Po takiej dawce emocji poszłyśmy na kolację i w jej trakcie popełniłam błąd wyprawy. Błąd nazywa się pisco sour i jest drinkiem zrobionym z alkoholu z winogron, soku z cytryny, gorzkiego likieru angostura i … białek jaj kurzych. No i chlup. Mogłoby się wydawać, że kwaśno-gorzko-słodki drink nie zaboli. Mnie bolał całą noc. Utknął gdzieś w połowie drogi i za nic nie chciał iść ani w dół, ani w górę. Całą noc się męczyłam, nic z tego. Pełna strachu i podniecenia wsiadłam rano do cesny.
Ewa latać nie lubi i po pisco swój rozum ma, więc poszła popatrzeć na rysunki z jednego miradora- wieży widokowej. Matka i Monika szczęśliwe i radosne, ja lekko przestraszona. Co los przyniesie? Zaraz spełni się marzenie życia, a tu człowiekowi rzygać się chce.

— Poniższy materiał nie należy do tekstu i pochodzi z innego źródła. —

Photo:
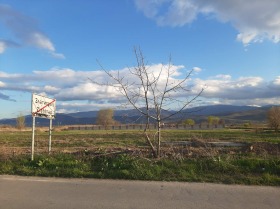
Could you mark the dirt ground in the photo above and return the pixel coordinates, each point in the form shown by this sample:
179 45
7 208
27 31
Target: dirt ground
192 149
195 150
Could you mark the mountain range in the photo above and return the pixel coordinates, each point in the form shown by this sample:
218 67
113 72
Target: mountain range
229 113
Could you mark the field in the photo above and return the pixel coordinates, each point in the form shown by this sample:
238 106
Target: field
251 158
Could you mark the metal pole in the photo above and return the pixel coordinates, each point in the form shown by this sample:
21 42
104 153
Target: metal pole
50 136
33 137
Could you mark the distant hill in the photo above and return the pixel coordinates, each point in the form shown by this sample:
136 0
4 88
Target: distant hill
229 113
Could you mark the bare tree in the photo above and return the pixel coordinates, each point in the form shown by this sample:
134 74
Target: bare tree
105 117
151 92
273 118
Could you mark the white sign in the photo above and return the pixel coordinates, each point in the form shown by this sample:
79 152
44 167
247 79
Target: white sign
43 106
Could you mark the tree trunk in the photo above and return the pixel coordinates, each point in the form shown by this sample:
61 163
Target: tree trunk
158 139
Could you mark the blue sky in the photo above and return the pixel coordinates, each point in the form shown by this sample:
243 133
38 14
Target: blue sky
50 47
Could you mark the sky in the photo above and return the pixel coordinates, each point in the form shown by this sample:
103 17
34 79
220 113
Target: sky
57 48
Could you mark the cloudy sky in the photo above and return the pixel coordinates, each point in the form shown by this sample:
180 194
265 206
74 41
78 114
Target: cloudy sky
50 47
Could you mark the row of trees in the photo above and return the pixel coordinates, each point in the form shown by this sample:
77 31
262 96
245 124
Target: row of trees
211 120
105 118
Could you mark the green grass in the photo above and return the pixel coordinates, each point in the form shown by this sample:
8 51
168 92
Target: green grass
237 170
253 168
84 138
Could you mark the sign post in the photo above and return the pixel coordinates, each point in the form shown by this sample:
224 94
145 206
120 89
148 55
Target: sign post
43 107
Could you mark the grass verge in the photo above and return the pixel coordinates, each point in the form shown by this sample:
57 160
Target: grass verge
249 170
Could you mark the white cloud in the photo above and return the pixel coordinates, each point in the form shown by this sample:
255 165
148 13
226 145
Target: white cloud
68 85
3 47
255 20
25 29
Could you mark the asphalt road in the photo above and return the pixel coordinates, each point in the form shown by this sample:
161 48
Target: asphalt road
48 193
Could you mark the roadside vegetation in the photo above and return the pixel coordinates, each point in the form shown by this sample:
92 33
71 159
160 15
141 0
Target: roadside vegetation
123 154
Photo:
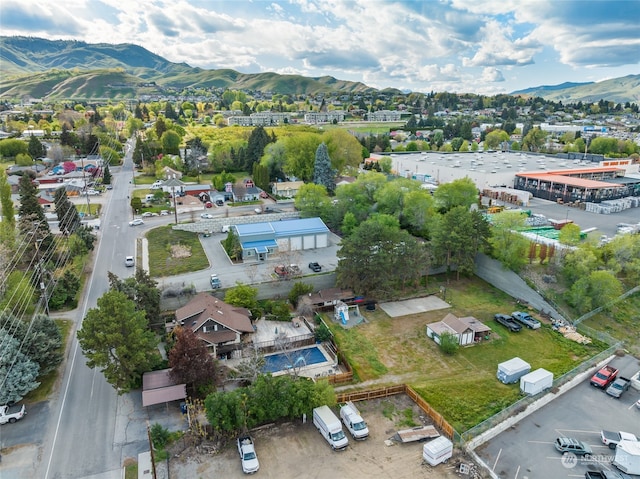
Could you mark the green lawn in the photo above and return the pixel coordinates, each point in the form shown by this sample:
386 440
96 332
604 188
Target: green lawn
162 258
463 387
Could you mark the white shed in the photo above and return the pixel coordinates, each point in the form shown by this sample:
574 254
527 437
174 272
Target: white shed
536 381
437 451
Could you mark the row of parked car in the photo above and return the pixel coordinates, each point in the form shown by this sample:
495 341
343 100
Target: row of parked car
516 320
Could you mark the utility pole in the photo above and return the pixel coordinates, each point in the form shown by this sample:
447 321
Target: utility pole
41 277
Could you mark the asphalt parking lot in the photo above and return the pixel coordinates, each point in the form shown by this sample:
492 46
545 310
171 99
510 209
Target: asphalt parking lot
526 450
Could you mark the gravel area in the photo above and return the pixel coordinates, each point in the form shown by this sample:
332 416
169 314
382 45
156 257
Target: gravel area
295 450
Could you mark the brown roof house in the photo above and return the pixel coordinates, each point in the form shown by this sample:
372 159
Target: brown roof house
220 325
468 330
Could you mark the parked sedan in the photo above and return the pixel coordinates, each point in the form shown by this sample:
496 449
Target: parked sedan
508 322
569 444
526 319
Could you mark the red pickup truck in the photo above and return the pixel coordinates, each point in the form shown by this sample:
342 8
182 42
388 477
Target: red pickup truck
605 376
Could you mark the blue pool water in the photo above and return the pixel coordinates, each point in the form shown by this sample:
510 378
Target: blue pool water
300 358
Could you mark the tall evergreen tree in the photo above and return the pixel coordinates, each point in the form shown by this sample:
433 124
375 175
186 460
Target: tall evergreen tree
106 175
33 224
68 217
8 223
258 140
323 174
261 176
36 148
115 337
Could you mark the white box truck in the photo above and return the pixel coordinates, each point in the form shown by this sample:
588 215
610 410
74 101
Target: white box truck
511 371
353 421
627 457
437 451
536 381
330 427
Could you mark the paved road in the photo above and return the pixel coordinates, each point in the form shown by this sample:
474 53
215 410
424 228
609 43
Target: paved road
525 450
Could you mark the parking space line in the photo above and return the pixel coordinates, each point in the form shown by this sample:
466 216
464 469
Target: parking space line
579 430
496 461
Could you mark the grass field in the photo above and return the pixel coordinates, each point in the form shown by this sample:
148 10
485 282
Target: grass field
165 246
462 387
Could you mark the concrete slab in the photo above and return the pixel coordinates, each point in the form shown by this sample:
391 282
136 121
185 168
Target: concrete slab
413 306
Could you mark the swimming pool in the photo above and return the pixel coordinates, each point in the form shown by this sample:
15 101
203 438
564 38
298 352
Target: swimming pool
299 358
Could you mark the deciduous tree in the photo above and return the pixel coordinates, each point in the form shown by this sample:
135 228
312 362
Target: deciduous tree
189 360
115 337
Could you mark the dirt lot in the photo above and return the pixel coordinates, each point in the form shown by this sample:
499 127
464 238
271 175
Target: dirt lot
295 450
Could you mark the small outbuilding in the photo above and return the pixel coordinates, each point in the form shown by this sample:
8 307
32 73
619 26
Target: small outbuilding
437 451
468 330
511 371
536 381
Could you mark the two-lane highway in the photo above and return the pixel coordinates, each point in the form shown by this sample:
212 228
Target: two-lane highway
84 437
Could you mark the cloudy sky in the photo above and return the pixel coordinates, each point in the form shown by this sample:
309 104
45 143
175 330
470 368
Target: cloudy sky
479 46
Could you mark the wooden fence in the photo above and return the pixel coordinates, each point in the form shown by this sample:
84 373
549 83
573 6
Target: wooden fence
439 421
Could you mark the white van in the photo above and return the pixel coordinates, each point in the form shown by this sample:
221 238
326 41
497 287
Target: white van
329 426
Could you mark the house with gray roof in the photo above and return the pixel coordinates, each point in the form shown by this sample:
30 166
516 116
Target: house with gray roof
221 326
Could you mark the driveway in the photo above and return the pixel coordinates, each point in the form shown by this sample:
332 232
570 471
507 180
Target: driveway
526 450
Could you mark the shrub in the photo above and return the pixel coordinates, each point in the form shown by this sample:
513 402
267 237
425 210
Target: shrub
159 436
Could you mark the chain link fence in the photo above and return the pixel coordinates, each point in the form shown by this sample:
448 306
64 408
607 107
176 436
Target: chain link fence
522 404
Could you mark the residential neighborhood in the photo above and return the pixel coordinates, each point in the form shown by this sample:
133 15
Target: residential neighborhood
204 271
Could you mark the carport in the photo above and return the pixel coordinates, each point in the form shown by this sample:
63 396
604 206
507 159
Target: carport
158 387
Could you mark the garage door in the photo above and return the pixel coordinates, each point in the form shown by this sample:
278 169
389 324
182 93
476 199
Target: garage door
322 241
283 244
309 242
295 243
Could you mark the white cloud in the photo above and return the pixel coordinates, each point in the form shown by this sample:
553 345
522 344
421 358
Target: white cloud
424 46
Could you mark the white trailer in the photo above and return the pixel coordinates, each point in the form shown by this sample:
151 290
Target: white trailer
437 451
330 427
536 381
353 421
511 371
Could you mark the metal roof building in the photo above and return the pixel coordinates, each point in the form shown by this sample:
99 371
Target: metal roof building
259 240
579 185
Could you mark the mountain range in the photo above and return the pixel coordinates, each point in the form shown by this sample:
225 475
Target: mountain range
64 69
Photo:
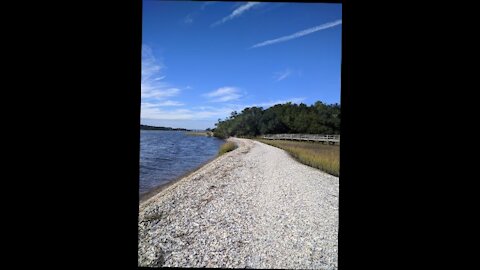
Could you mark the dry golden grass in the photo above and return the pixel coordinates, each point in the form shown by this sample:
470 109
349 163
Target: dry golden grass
226 147
314 154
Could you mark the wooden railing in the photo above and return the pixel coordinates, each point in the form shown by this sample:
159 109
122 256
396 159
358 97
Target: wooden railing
304 137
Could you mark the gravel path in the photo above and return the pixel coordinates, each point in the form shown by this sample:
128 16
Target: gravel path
254 207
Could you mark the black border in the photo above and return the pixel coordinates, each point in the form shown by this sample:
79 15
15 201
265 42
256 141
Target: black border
93 210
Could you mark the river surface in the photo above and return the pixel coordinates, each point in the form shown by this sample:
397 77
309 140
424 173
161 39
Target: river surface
167 155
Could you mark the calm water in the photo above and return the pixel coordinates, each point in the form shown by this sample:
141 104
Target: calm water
166 155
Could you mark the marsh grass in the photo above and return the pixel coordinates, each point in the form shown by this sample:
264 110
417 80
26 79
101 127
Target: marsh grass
226 147
314 154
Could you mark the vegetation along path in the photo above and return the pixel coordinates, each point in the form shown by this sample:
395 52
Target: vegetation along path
254 207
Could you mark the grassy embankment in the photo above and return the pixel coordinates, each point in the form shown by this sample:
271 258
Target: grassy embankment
226 147
314 154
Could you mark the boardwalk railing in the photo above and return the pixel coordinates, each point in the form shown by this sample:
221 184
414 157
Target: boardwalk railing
304 137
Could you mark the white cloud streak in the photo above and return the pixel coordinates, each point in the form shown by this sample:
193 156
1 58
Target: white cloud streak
237 12
282 75
200 116
224 94
298 34
152 84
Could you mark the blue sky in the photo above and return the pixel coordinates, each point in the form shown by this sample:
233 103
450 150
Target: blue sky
203 60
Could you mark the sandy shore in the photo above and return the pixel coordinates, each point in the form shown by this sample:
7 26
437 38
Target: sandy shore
254 207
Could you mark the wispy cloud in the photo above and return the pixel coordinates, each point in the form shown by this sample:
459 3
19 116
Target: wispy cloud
199 116
224 94
282 75
206 4
153 87
237 12
298 34
188 19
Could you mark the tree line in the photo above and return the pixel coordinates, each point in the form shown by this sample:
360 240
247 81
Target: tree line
319 118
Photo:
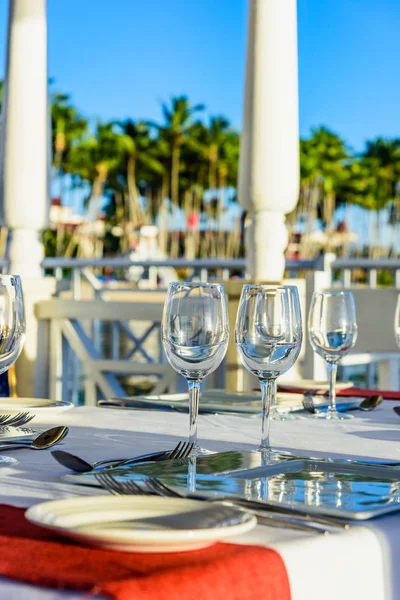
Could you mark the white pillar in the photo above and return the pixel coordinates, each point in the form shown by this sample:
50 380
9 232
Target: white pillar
269 156
24 149
25 166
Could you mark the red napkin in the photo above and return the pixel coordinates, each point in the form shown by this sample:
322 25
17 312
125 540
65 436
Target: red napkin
348 392
232 572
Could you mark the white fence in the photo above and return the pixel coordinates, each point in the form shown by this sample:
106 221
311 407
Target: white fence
97 347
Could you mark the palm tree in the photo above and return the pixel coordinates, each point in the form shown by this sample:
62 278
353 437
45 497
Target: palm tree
95 158
176 131
322 168
68 126
138 151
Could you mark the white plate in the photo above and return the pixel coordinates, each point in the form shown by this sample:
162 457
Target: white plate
40 407
76 518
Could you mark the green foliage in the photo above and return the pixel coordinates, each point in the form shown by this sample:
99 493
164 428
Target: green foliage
182 155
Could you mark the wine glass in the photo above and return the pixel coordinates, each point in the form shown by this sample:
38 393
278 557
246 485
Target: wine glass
332 329
268 336
12 320
397 322
195 335
12 330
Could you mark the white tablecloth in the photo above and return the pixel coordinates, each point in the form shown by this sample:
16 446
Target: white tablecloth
360 563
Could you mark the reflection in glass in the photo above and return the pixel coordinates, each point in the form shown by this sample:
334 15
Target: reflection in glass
332 329
268 336
195 334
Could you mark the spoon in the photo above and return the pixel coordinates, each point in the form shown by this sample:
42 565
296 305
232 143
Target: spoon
366 405
79 465
45 440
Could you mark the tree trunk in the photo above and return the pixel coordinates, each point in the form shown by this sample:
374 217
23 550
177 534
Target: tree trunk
212 174
134 212
176 155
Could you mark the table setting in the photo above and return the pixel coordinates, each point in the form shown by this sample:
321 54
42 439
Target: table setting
287 487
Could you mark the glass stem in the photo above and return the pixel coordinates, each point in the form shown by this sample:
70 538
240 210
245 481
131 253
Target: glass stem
194 397
332 372
268 399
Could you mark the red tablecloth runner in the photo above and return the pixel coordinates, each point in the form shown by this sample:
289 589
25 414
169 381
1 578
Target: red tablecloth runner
226 571
348 392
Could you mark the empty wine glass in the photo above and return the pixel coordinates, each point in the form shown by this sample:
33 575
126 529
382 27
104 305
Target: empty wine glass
268 337
195 335
397 322
332 329
12 320
12 329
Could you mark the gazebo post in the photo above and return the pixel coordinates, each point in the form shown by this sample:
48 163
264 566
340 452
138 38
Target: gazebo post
25 165
269 156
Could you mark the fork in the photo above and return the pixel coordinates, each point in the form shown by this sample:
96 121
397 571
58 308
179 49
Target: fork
15 420
182 450
290 519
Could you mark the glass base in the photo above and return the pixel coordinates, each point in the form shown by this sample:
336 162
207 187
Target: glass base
7 461
199 451
275 415
268 455
333 415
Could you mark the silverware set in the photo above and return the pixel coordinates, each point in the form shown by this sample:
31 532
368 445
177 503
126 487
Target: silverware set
266 513
181 451
15 420
44 440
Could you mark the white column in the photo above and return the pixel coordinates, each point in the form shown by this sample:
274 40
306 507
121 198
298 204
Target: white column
269 157
24 149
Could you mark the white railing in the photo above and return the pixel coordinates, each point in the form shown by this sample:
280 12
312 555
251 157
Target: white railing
74 329
88 270
370 266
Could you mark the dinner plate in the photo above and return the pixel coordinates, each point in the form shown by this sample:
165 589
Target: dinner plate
39 407
80 519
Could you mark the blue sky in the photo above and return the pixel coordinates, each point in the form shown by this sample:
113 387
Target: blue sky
123 57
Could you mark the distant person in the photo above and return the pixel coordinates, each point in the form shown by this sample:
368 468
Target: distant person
4 386
147 249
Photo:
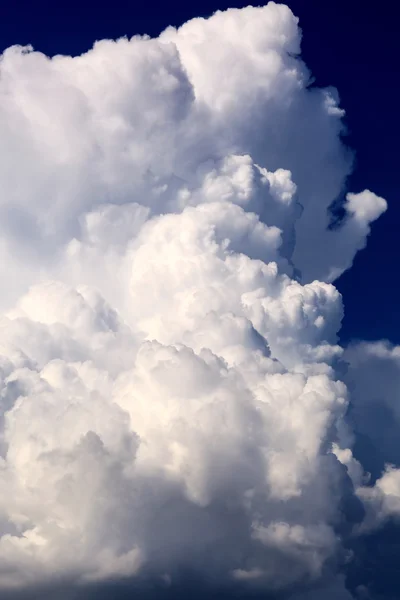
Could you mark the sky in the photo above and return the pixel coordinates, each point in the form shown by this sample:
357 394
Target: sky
199 359
348 44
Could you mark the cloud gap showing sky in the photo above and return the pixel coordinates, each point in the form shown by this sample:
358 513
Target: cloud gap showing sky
175 406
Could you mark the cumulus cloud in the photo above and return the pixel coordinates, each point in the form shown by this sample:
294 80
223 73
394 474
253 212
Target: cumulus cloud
171 399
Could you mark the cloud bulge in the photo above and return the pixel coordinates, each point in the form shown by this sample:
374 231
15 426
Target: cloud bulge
172 397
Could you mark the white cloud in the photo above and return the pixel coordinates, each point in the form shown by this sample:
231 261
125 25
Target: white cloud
169 329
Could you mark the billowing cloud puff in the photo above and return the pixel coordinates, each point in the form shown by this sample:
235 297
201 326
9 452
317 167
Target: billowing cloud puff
170 393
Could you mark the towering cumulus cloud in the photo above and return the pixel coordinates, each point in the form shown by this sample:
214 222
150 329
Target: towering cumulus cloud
172 398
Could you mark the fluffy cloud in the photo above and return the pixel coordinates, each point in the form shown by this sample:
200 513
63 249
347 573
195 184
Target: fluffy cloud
171 399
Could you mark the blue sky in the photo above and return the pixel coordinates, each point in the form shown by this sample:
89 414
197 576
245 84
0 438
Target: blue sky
348 44
94 365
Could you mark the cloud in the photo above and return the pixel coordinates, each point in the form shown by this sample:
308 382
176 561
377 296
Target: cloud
171 400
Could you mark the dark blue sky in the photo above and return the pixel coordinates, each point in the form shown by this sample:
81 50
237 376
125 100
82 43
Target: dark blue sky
347 43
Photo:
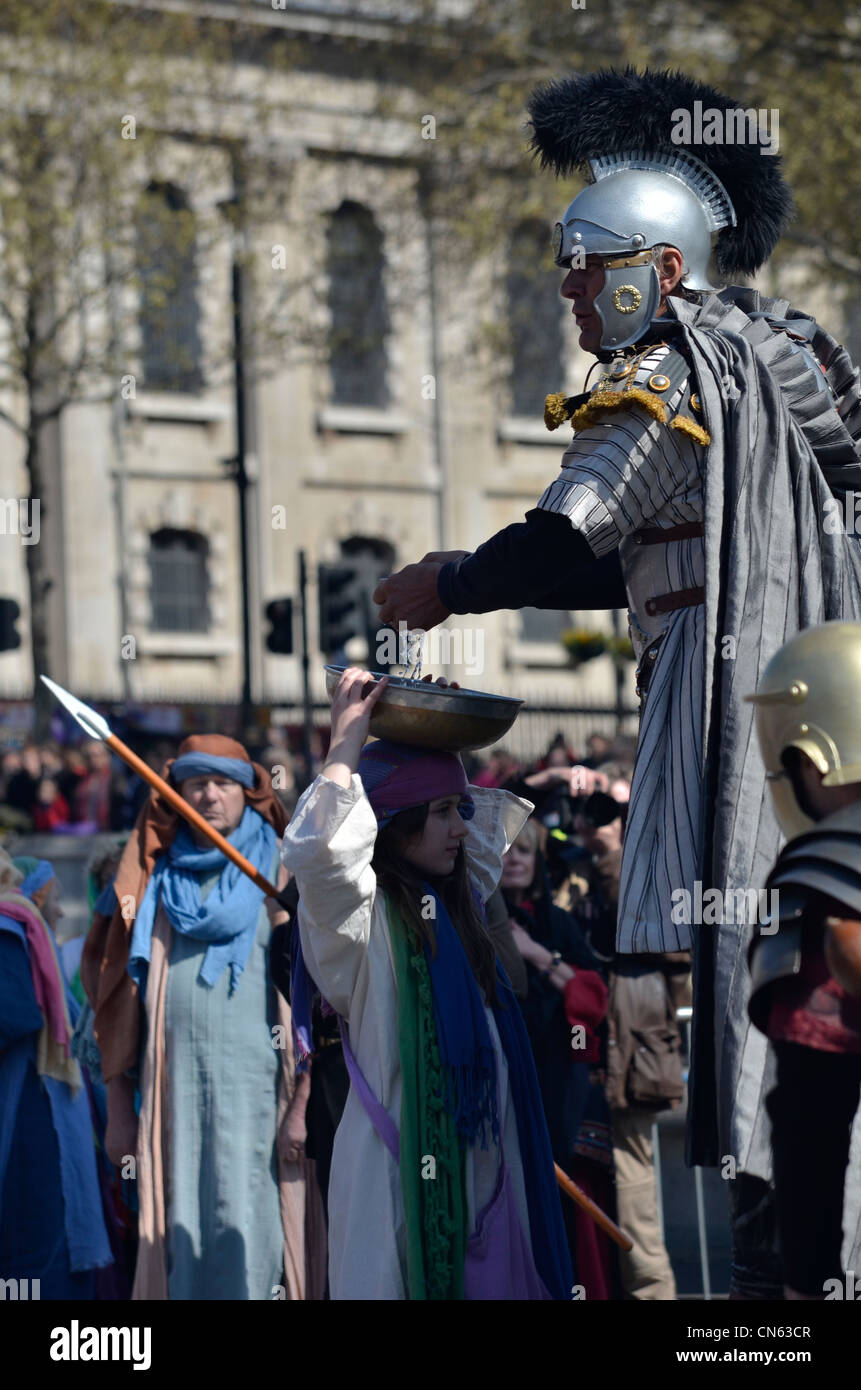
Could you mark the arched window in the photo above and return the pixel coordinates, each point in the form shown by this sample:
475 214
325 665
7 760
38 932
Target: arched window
170 337
358 307
178 581
534 319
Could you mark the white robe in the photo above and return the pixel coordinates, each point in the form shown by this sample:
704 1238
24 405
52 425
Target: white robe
345 941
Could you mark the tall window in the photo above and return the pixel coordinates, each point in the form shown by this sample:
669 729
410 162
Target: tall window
178 581
534 317
358 307
169 291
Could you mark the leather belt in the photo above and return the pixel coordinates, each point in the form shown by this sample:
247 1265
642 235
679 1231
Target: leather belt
658 534
669 602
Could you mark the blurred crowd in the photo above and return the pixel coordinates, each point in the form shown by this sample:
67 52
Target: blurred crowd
602 1027
84 790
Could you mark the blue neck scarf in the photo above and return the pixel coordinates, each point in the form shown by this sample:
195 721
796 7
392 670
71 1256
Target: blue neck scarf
470 1089
227 919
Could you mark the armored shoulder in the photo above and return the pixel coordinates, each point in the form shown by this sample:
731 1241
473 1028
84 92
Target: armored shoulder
825 861
657 378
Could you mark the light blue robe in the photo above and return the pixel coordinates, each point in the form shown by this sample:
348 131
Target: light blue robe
224 1236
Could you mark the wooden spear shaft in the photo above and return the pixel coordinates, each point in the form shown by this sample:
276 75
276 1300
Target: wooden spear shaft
593 1209
182 806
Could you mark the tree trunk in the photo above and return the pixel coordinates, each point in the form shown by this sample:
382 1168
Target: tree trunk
39 587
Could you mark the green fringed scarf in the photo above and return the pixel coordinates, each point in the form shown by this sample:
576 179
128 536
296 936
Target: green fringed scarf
436 1208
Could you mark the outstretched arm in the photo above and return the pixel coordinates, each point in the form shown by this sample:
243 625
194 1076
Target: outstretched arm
540 562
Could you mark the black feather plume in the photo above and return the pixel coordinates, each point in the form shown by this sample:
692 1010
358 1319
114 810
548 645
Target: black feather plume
582 117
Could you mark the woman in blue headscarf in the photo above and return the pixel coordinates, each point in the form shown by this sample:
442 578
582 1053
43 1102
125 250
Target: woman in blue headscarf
52 1225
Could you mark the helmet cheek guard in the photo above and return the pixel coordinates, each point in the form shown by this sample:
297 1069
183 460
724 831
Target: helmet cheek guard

Mój koszmar zaczął się przy pierwszym przechyle. Pilot nad każdym geoglifem robi kółeczko, pokazując raz prawej, raz lewej stronie samolotu rysunki. Prócz nas, w samolocie, była jeszcze para Amerykanów i im dedykowałam tę serenadę. Z woreczkiem na uszach, aparatem z ręce czekałam i śpiewałam. Przechył na prawo, wyglądam za okno, patrzę, robię zdjęcia i szlocham szczęśliwa. Przechył w lewo i pisco sour wychodzi. Bardzo wychodzi. Warstwami z białkowym piankowym finiszem. Pod koniec lotu, widziałam linie nieodkryte jeszcze i mówiłam językiem Indian. Pilot chyba poczuł bliski zgon, bo wezwał karetkę. Zanim wysiadałam, Amerykanie z szacunkiem klepnęli mnie w plecy i oznajmili: „Byłaś taka dzielna!” Mamrocząc i wypełzłam z samolotu, szukając miejsca pochówku. Podeszła do mnie pani doktor i poddała mnie tajnym rytuałom. Zmierzyła mi ciśnienie, a do nosa wsadziła tajemniczy, magiczny wacik. Moc wacika podziałała. Stanęłam na nogi.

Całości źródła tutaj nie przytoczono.